Nov 3, 2008

ELLIOTT WAVE THEORY PREDICTS NEXT PRESIDENT WILL NOT LAST A FULL TERM !


(click on chart to enlarge)
Ironically, this is the one election that you should actually vote for the candidate that you "LIKE THE LEAST". Why? Because after the short, but probably very sharp rally that is due to begin between October 10 and Thanksgiving runs its course into early 2009 (forming wave B, or the intervening rally between two down waves: A and C), the following decline which will be wave C should obliterate the market lows of 2002/2003, causing financial dislocation not seen in the last 100 years. That dislocation will very likely cause the expulsion of the current government, or at least the leaders, mostly at no fault of their own.

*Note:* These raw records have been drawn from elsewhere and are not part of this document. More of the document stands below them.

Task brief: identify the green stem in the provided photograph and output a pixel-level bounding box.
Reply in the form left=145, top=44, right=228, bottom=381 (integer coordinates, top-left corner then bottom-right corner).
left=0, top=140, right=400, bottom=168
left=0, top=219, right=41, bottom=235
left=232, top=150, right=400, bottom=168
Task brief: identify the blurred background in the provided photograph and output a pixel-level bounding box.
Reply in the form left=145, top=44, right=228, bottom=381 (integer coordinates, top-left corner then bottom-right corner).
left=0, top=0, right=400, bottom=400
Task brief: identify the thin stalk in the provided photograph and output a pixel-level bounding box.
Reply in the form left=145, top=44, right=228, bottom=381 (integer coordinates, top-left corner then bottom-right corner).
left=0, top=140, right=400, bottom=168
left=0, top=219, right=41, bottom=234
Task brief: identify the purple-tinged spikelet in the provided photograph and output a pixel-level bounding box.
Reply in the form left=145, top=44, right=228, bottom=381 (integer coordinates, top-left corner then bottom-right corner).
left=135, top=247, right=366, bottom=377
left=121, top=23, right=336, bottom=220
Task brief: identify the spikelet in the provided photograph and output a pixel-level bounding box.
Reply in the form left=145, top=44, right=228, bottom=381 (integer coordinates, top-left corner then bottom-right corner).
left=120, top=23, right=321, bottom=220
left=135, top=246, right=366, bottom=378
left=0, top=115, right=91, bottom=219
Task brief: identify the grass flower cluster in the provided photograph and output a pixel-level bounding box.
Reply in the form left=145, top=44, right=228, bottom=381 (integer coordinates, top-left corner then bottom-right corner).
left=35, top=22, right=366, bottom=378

This "scape goating" will become rampant, and take no prisoners. With this in mind, if you are an Obama fan, you don't want him to win Tuesday, as he will very likely be laughed, chased, or worse out of office before the 2012 election. Obama fans should prefer to have him lose Tuesday and be the shining light as the "what could have been" when the stuff really hits the fan in the next 2-3 years. If you are a McCain fan, you don't want him to win Tuesday, since he will receive all the follow-on blame of the Bush legacy, culminating in his early dismissal, if he lives that long. If he loses, although he'll be too old to run again in 2012, Sarah Palin could be viewed as "should have been" choice back in 2008.

Either way, the wave pattern is unmistakable, and ominous. Once wave B up exhausts itself in the 11k-12k +/-500 points in early 2009, the largest decline since 1929 is scheduled to visit not only American markets, but this time, the global ones as well. This is the first time in history that diversifying was the wrong strategy. In fact, complete concentration of assets should be highlighted into the coming wave B rally in the next 2-6 months as my 11k-12k target gets approached: 100% cash or T-bills will be the only survival plan that works.

So, again, ironically, for the first time in US history, voting for your favorite candidate will guarantee his demise as a viable political entity in the future, whereas voting for your least favorite all but guarantees several elections to come working in favor of your preferred party.
As they used to say in Chicago in the glory years of political machinery, "vote early and vote often".